The new law prohibits employees from the California Department of Justice, district attorney’s offices, police departments, sheriff’s offices or the State Department of Consumer Affairs from receiving a license if their duties involve the enforcement of state marijuana laws.

However, local law enforcement personnel can own a pot businesses outside of the county where they’re employed.

The local control provisions are there

The applications must include proof from a city or county governments that a company is allowed to distribute, test or grow marijuana and are in good standing with said jurisdiction.

And so are rules about distance from schools

Dispensary applicants must also prove their proposed location is at least 600 feet away from a school.

Dispensaries must use child-safe packaging

It must also be opaque, so as to shield the contents. If the product is intended for multiple uses, it must also be resealable.

Not everyone gets a background check

The first section of the proposed law deals with establishing just who will be required to file an application for state licensure. It defines an owner as a chief executive officer or anyone who owns 5 percent or more of a publicly traded company or 20 percent or more of a private one.
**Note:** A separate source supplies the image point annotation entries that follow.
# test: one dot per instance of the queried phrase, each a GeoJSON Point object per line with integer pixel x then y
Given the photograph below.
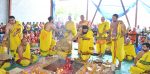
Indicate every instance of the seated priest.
{"type": "Point", "coordinates": [142, 61]}
{"type": "Point", "coordinates": [129, 48]}
{"type": "Point", "coordinates": [85, 42]}
{"type": "Point", "coordinates": [23, 55]}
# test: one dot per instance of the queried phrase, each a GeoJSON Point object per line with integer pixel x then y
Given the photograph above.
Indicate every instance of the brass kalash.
{"type": "Point", "coordinates": [64, 45]}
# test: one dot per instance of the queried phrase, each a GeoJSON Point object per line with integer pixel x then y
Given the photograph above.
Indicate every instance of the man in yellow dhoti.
{"type": "Point", "coordinates": [70, 27]}
{"type": "Point", "coordinates": [23, 55]}
{"type": "Point", "coordinates": [4, 57]}
{"type": "Point", "coordinates": [13, 33]}
{"type": "Point", "coordinates": [85, 43]}
{"type": "Point", "coordinates": [129, 49]}
{"type": "Point", "coordinates": [83, 21]}
{"type": "Point", "coordinates": [142, 61]}
{"type": "Point", "coordinates": [117, 32]}
{"type": "Point", "coordinates": [103, 28]}
{"type": "Point", "coordinates": [46, 40]}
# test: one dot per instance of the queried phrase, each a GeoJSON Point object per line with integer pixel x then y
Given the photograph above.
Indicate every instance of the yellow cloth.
{"type": "Point", "coordinates": [6, 65]}
{"type": "Point", "coordinates": [15, 40]}
{"type": "Point", "coordinates": [49, 52]}
{"type": "Point", "coordinates": [26, 54]}
{"type": "Point", "coordinates": [2, 71]}
{"type": "Point", "coordinates": [83, 22]}
{"type": "Point", "coordinates": [102, 27]}
{"type": "Point", "coordinates": [70, 26]}
{"type": "Point", "coordinates": [118, 51]}
{"type": "Point", "coordinates": [3, 49]}
{"type": "Point", "coordinates": [130, 50]}
{"type": "Point", "coordinates": [45, 40]}
{"type": "Point", "coordinates": [141, 67]}
{"type": "Point", "coordinates": [46, 43]}
{"type": "Point", "coordinates": [85, 45]}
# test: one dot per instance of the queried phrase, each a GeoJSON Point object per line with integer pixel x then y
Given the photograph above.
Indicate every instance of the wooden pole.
{"type": "Point", "coordinates": [96, 11]}
{"type": "Point", "coordinates": [87, 11]}
{"type": "Point", "coordinates": [9, 7]}
{"type": "Point", "coordinates": [136, 13]}
{"type": "Point", "coordinates": [124, 12]}
{"type": "Point", "coordinates": [51, 7]}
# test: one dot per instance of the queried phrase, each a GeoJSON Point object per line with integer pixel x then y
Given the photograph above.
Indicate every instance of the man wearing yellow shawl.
{"type": "Point", "coordinates": [117, 32]}
{"type": "Point", "coordinates": [14, 34]}
{"type": "Point", "coordinates": [142, 61]}
{"type": "Point", "coordinates": [23, 55]}
{"type": "Point", "coordinates": [129, 50]}
{"type": "Point", "coordinates": [46, 40]}
{"type": "Point", "coordinates": [85, 43]}
{"type": "Point", "coordinates": [83, 21]}
{"type": "Point", "coordinates": [103, 28]}
{"type": "Point", "coordinates": [70, 27]}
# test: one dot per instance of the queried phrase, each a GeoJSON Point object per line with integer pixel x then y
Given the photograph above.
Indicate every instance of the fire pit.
{"type": "Point", "coordinates": [61, 62]}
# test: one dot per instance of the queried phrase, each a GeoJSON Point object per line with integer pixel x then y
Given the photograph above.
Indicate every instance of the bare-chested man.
{"type": "Point", "coordinates": [82, 22]}
{"type": "Point", "coordinates": [46, 40]}
{"type": "Point", "coordinates": [117, 32]}
{"type": "Point", "coordinates": [13, 34]}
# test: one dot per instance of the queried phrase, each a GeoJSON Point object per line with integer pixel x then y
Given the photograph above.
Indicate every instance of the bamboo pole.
{"type": "Point", "coordinates": [125, 13]}
{"type": "Point", "coordinates": [96, 11]}
{"type": "Point", "coordinates": [9, 7]}
{"type": "Point", "coordinates": [136, 13]}
{"type": "Point", "coordinates": [87, 11]}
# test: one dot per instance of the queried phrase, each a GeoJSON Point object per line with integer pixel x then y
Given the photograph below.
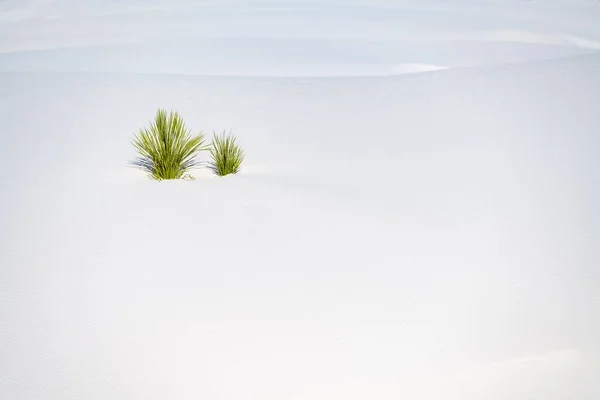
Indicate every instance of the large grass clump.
{"type": "Point", "coordinates": [167, 148]}
{"type": "Point", "coordinates": [226, 155]}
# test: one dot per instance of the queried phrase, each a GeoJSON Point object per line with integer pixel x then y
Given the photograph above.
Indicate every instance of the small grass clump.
{"type": "Point", "coordinates": [167, 148]}
{"type": "Point", "coordinates": [226, 155]}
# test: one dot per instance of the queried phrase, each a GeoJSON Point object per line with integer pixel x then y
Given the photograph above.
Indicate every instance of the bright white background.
{"type": "Point", "coordinates": [417, 216]}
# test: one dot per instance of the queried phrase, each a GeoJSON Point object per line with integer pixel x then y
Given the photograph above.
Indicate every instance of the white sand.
{"type": "Point", "coordinates": [393, 235]}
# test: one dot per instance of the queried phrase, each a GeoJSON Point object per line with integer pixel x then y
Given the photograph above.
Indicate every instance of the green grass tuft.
{"type": "Point", "coordinates": [226, 154]}
{"type": "Point", "coordinates": [167, 148]}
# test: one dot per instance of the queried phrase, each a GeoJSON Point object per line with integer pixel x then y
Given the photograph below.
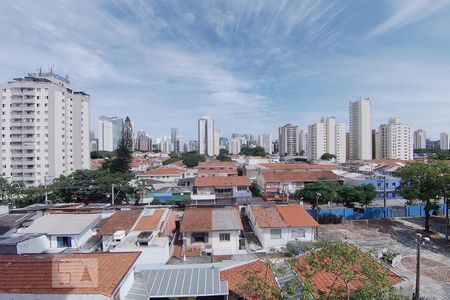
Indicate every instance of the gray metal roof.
{"type": "Point", "coordinates": [54, 224]}
{"type": "Point", "coordinates": [11, 221]}
{"type": "Point", "coordinates": [226, 219]}
{"type": "Point", "coordinates": [180, 282]}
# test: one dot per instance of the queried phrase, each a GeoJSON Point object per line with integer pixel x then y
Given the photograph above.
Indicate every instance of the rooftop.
{"type": "Point", "coordinates": [280, 216]}
{"type": "Point", "coordinates": [301, 167]}
{"type": "Point", "coordinates": [38, 274]}
{"type": "Point", "coordinates": [179, 282]}
{"type": "Point", "coordinates": [217, 164]}
{"type": "Point", "coordinates": [222, 181]}
{"type": "Point", "coordinates": [205, 219]}
{"type": "Point", "coordinates": [238, 277]}
{"type": "Point", "coordinates": [163, 171]}
{"type": "Point", "coordinates": [304, 176]}
{"type": "Point", "coordinates": [11, 221]}
{"type": "Point", "coordinates": [120, 220]}
{"type": "Point", "coordinates": [57, 224]}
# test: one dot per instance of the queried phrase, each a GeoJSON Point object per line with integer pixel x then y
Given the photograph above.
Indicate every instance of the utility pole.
{"type": "Point", "coordinates": [112, 194]}
{"type": "Point", "coordinates": [420, 240]}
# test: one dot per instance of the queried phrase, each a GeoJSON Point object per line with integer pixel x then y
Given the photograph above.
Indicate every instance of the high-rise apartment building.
{"type": "Point", "coordinates": [302, 141]}
{"type": "Point", "coordinates": [420, 139]}
{"type": "Point", "coordinates": [396, 140]}
{"type": "Point", "coordinates": [45, 128]}
{"type": "Point", "coordinates": [234, 146]}
{"type": "Point", "coordinates": [143, 141]}
{"type": "Point", "coordinates": [288, 140]}
{"type": "Point", "coordinates": [265, 141]}
{"type": "Point", "coordinates": [217, 136]}
{"type": "Point", "coordinates": [206, 136]}
{"type": "Point", "coordinates": [360, 121]}
{"type": "Point", "coordinates": [326, 136]}
{"type": "Point", "coordinates": [109, 133]}
{"type": "Point", "coordinates": [375, 144]}
{"type": "Point", "coordinates": [443, 142]}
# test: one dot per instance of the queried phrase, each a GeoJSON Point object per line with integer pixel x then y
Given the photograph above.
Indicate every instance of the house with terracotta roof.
{"type": "Point", "coordinates": [145, 231]}
{"type": "Point", "coordinates": [279, 184]}
{"type": "Point", "coordinates": [221, 188]}
{"type": "Point", "coordinates": [275, 225]}
{"type": "Point", "coordinates": [242, 281]}
{"type": "Point", "coordinates": [73, 276]}
{"type": "Point", "coordinates": [64, 230]}
{"type": "Point", "coordinates": [212, 230]}
{"type": "Point", "coordinates": [171, 175]}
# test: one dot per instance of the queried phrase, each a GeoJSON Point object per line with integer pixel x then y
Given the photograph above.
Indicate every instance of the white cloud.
{"type": "Point", "coordinates": [409, 12]}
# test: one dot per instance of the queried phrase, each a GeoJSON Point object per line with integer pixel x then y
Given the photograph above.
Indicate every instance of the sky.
{"type": "Point", "coordinates": [251, 65]}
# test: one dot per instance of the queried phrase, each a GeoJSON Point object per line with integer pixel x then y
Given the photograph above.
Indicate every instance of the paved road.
{"type": "Point", "coordinates": [399, 236]}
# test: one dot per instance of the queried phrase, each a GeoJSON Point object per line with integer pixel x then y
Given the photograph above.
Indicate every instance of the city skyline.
{"type": "Point", "coordinates": [255, 66]}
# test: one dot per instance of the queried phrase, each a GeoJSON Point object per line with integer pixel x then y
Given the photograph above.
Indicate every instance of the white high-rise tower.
{"type": "Point", "coordinates": [206, 136]}
{"type": "Point", "coordinates": [360, 133]}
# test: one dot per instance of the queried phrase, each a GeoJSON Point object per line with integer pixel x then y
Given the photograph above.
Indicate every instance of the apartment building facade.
{"type": "Point", "coordinates": [45, 128]}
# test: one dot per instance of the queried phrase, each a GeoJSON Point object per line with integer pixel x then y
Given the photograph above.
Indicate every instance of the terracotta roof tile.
{"type": "Point", "coordinates": [304, 176]}
{"type": "Point", "coordinates": [296, 215]}
{"type": "Point", "coordinates": [35, 274]}
{"type": "Point", "coordinates": [196, 219]}
{"type": "Point", "coordinates": [324, 281]}
{"type": "Point", "coordinates": [268, 217]}
{"type": "Point", "coordinates": [300, 167]}
{"type": "Point", "coordinates": [149, 222]}
{"type": "Point", "coordinates": [280, 216]}
{"type": "Point", "coordinates": [120, 220]}
{"type": "Point", "coordinates": [218, 171]}
{"type": "Point", "coordinates": [163, 171]}
{"type": "Point", "coordinates": [222, 181]}
{"type": "Point", "coordinates": [238, 277]}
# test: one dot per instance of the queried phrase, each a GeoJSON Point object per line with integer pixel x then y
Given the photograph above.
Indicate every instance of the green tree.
{"type": "Point", "coordinates": [348, 266]}
{"type": "Point", "coordinates": [424, 182]}
{"type": "Point", "coordinates": [369, 192]}
{"type": "Point", "coordinates": [127, 134]}
{"type": "Point", "coordinates": [191, 159]}
{"type": "Point", "coordinates": [256, 151]}
{"type": "Point", "coordinates": [328, 156]}
{"type": "Point", "coordinates": [322, 190]}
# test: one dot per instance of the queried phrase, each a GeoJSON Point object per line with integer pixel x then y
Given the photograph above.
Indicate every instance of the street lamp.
{"type": "Point", "coordinates": [420, 240]}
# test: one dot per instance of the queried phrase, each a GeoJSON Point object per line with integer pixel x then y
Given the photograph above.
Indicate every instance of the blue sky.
{"type": "Point", "coordinates": [252, 65]}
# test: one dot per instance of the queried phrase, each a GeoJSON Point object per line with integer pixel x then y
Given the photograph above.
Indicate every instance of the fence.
{"type": "Point", "coordinates": [377, 212]}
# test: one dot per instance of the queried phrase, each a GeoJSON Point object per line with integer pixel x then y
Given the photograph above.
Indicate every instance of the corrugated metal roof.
{"type": "Point", "coordinates": [180, 282]}
{"type": "Point", "coordinates": [226, 219]}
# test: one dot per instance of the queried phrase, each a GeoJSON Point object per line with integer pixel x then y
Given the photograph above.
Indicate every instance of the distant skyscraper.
{"type": "Point", "coordinates": [44, 128]}
{"type": "Point", "coordinates": [375, 144]}
{"type": "Point", "coordinates": [420, 139]}
{"type": "Point", "coordinates": [360, 120]}
{"type": "Point", "coordinates": [109, 133]}
{"type": "Point", "coordinates": [217, 136]}
{"type": "Point", "coordinates": [288, 139]}
{"type": "Point", "coordinates": [206, 136]}
{"type": "Point", "coordinates": [444, 141]}
{"type": "Point", "coordinates": [265, 141]}
{"type": "Point", "coordinates": [302, 141]}
{"type": "Point", "coordinates": [235, 146]}
{"type": "Point", "coordinates": [143, 141]}
{"type": "Point", "coordinates": [396, 140]}
{"type": "Point", "coordinates": [327, 136]}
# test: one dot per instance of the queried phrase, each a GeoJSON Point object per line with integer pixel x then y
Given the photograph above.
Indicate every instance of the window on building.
{"type": "Point", "coordinates": [275, 234]}
{"type": "Point", "coordinates": [224, 237]}
{"type": "Point", "coordinates": [63, 241]}
{"type": "Point", "coordinates": [298, 233]}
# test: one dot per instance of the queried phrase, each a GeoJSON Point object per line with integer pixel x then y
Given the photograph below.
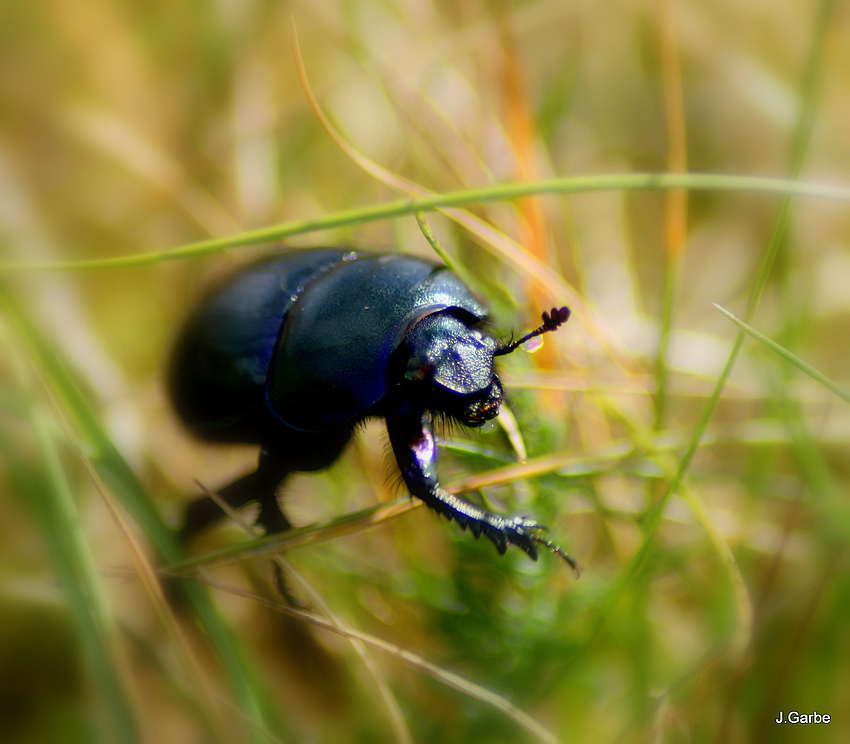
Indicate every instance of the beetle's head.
{"type": "Point", "coordinates": [449, 365]}
{"type": "Point", "coordinates": [449, 369]}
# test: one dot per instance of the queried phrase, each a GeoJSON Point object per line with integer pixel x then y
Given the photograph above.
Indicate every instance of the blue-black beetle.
{"type": "Point", "coordinates": [294, 350]}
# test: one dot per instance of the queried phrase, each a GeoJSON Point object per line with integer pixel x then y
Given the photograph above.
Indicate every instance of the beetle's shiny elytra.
{"type": "Point", "coordinates": [292, 351]}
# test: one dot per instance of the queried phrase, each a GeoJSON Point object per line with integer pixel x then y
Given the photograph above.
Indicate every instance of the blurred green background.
{"type": "Point", "coordinates": [715, 588]}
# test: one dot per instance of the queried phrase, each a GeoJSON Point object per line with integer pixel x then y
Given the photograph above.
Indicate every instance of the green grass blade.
{"type": "Point", "coordinates": [122, 481]}
{"type": "Point", "coordinates": [787, 355]}
{"type": "Point", "coordinates": [501, 192]}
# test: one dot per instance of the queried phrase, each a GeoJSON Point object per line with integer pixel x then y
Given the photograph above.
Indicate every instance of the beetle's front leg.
{"type": "Point", "coordinates": [260, 485]}
{"type": "Point", "coordinates": [416, 452]}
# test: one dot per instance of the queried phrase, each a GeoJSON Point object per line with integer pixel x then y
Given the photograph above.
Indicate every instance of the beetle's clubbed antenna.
{"type": "Point", "coordinates": [551, 322]}
{"type": "Point", "coordinates": [556, 549]}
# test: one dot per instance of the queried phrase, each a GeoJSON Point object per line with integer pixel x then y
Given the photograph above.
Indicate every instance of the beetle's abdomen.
{"type": "Point", "coordinates": [220, 365]}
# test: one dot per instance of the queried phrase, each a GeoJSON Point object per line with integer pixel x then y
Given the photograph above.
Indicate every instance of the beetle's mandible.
{"type": "Point", "coordinates": [294, 350]}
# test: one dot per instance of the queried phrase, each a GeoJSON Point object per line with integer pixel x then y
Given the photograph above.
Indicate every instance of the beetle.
{"type": "Point", "coordinates": [294, 350]}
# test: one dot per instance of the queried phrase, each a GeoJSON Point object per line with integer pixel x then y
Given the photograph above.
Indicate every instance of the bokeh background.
{"type": "Point", "coordinates": [703, 610]}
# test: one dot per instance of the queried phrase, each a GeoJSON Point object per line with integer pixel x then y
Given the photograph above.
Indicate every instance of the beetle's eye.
{"type": "Point", "coordinates": [417, 371]}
It also defines managers as owners in so many words. Anyone with authority to hire/fire, buy/sell cannabis or make policy decisions falls under the owner category.

Banks and financial institutions who give a business a loan are not considered owners.

Each “owner” will have to submit an application with a variety of typical licensure requirements, including contact information, financial disclosures and specifics about the proposed business. They must also share any criminal convictions, save for juvenile records or minor traffic infractions that don’t involve drugs or alcohol. For each conviction, they must write a letter that provides evidence of their rehabilitation and says why they should be approved.